Please explain the importance of surveys to botanical conservation.
Field surveys are absolutely mission critical for botanical conservation. They provide us with the basic knowledge and data conservationists need, including: what species exist, which are rare, where these rare species are found, how many of a species are found at each location, how well they are doing, and what threats are present at that given location. Nothing in our world is static. Our information is only aging, and – as we all know – the world is changing rapidly. What was once a secure population of a rare species may not be anymore. Surveys help reveal threats and trends, and this informs how we should best spend our very limited conservation dollars. The data we collect in the field as part of Natural Heritage Program network, which is eventually deposited with NatureServe, helps provide the basis for all species conservation decisions across the country.
What about working with plants has surprised you?
Frankly, I’m surprised at how little we know. There is still so much we do not know about the natural world that surrounds us, and so many places have yet to be surveyed for botanical diversity. Undescribed species are more common than you think. I’ve been a party to describing four species so far during my career, and that number will increase significantly given I’ve moved to North Carolina, a biodiversity hotspot. Currently, I’m working on as many as a dozen new species. The challenge is that describing an undescribed species is a laborious and time-consuming task that, at least for me, is something I do on my own time – “off-the-clock.” You have to gather, compile, and analyze lots of data to defend the description of a new species, and that process takes years.
What has been the most challenging aspect of your work?
Work-life balance. Most of my research is after work hours, so finding funds and time to conduct this research is challenging. It is compounded further because I am a husband and father of two girls (10 and 12 years old), and I try to be the best father I can – which means putting research off until the girls are in bed. A trade I’m happy to make.
What current projects or approaches in plant conservation excite you most?
My most exciting project is the Extinct Plants of North America north of Mexico. I’ve been leading this effort as a passion project for the past 7 years. It is rather intimidating leading a group of 15 amazingly knowledgeable botanists from across the United States.
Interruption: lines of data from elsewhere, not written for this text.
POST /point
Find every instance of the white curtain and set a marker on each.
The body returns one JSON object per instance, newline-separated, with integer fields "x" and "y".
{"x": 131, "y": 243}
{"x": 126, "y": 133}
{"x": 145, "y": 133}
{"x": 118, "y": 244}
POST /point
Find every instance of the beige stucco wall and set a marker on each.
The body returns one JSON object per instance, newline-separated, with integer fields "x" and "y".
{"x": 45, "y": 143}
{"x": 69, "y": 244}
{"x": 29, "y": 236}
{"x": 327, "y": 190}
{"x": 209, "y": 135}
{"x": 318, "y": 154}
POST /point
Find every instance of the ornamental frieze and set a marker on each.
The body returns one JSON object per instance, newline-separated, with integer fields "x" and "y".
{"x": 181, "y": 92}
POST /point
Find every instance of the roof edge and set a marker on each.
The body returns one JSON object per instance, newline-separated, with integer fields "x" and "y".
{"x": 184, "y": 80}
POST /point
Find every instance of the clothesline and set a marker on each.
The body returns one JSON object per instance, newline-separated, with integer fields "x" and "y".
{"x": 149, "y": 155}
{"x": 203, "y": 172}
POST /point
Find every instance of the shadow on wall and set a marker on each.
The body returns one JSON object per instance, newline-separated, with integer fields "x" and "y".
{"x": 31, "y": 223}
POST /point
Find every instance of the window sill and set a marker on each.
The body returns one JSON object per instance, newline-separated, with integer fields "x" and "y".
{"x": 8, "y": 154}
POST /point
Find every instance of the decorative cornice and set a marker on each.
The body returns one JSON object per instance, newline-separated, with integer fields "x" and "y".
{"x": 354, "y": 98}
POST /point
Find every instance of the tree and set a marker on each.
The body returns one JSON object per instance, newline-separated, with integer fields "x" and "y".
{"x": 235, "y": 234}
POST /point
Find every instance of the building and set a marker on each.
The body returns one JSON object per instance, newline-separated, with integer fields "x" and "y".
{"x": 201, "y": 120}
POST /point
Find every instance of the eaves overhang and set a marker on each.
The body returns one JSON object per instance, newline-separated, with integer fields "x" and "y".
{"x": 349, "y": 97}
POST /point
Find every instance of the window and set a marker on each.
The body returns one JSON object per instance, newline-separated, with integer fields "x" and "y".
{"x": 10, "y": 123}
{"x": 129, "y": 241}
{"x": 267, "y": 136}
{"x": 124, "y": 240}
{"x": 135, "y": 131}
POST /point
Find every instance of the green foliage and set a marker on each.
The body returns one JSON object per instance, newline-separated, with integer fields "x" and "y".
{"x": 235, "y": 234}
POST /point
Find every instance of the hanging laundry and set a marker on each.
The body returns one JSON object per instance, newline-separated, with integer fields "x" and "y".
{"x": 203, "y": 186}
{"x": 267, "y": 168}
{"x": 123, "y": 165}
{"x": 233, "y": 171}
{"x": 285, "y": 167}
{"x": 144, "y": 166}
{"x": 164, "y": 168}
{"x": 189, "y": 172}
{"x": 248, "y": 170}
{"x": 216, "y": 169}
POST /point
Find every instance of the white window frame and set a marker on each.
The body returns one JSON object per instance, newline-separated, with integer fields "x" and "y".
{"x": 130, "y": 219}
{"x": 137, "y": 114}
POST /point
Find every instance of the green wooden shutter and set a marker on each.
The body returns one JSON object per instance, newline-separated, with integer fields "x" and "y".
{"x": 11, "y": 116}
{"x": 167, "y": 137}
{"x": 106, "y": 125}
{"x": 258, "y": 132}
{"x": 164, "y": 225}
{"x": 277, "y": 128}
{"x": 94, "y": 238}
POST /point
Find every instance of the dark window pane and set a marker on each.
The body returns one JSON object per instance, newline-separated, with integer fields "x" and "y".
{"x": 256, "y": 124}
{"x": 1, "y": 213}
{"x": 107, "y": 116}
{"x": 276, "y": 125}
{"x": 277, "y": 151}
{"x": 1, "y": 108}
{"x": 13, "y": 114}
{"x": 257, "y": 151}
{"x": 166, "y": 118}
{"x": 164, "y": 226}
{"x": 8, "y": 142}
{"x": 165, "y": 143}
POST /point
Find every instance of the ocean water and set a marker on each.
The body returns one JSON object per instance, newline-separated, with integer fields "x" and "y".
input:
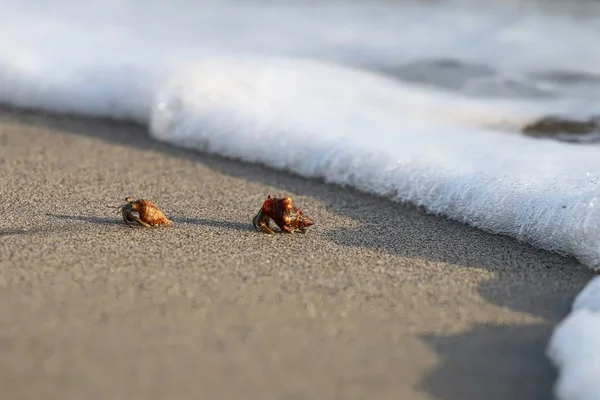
{"x": 417, "y": 101}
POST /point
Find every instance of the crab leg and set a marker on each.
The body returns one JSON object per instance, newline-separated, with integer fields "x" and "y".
{"x": 261, "y": 221}
{"x": 132, "y": 218}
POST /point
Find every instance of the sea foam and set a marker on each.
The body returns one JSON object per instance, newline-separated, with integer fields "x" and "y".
{"x": 295, "y": 87}
{"x": 575, "y": 347}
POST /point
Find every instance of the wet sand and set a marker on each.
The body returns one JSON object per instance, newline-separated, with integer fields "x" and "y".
{"x": 376, "y": 301}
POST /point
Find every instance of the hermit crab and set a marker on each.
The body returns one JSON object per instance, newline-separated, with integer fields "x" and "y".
{"x": 144, "y": 212}
{"x": 288, "y": 218}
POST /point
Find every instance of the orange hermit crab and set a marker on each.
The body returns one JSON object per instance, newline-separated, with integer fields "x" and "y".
{"x": 288, "y": 218}
{"x": 144, "y": 212}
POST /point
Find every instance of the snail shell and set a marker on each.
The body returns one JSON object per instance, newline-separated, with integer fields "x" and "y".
{"x": 150, "y": 213}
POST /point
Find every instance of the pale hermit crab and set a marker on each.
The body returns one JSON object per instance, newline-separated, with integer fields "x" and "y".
{"x": 143, "y": 212}
{"x": 282, "y": 212}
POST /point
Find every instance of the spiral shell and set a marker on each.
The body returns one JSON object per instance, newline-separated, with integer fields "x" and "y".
{"x": 284, "y": 214}
{"x": 149, "y": 212}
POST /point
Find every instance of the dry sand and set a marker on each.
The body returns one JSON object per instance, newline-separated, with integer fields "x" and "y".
{"x": 376, "y": 301}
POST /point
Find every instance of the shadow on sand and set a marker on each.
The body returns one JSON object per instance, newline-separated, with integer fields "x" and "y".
{"x": 514, "y": 355}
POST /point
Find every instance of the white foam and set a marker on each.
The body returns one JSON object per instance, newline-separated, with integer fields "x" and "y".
{"x": 276, "y": 83}
{"x": 575, "y": 347}
{"x": 252, "y": 93}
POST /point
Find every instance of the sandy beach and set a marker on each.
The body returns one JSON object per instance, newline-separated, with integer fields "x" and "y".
{"x": 376, "y": 301}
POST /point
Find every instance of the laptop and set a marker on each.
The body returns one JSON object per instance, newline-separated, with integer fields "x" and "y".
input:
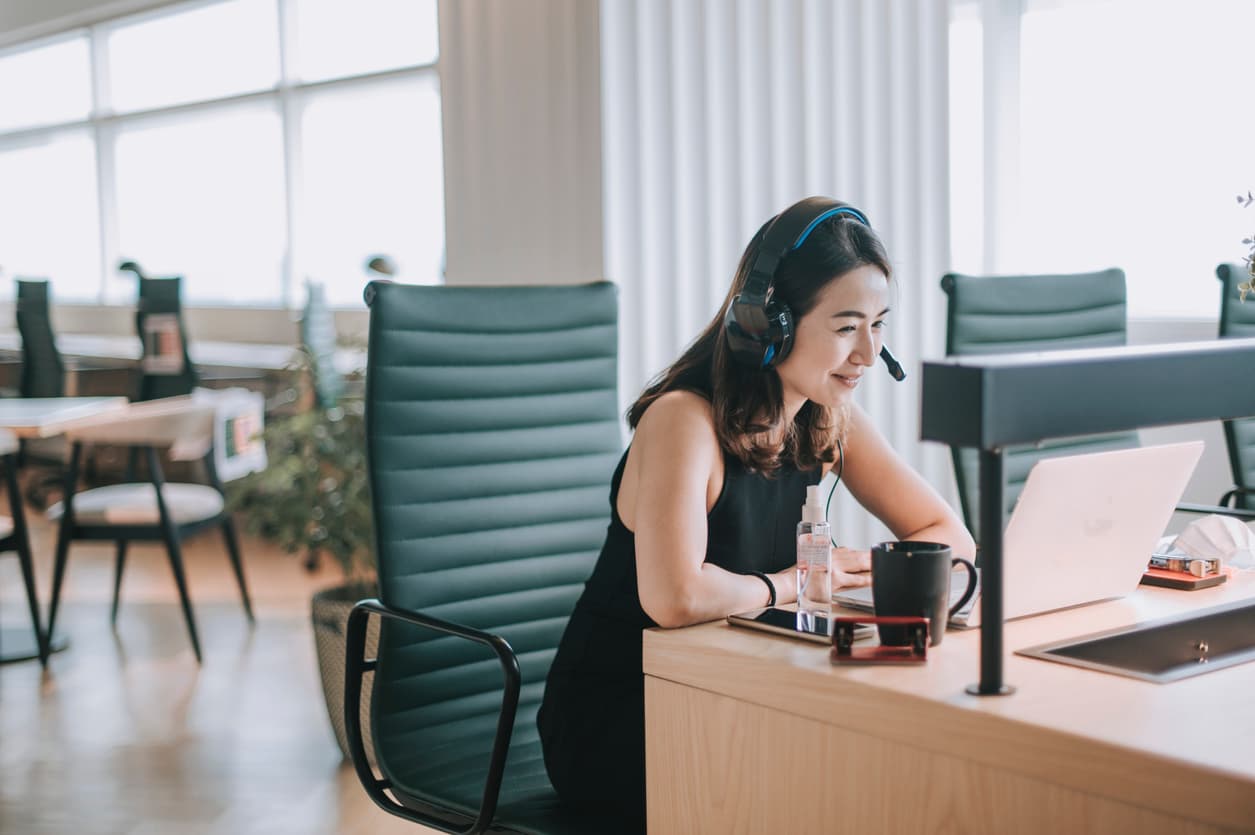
{"x": 1082, "y": 531}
You’d think we’d know how many species have gone extinct and where they occurred, but we don’t. Each extinct plant tells a story and can teach us a lesson to help prevent future extinction events. There are so many facets of this work and so much future work to still conduct. Future work includes an attempt to identify single-site endemic plant species, as they are the species to most likely go extinct, and an attempt to resurrect extinct plant species using seeds on herbarium specimens.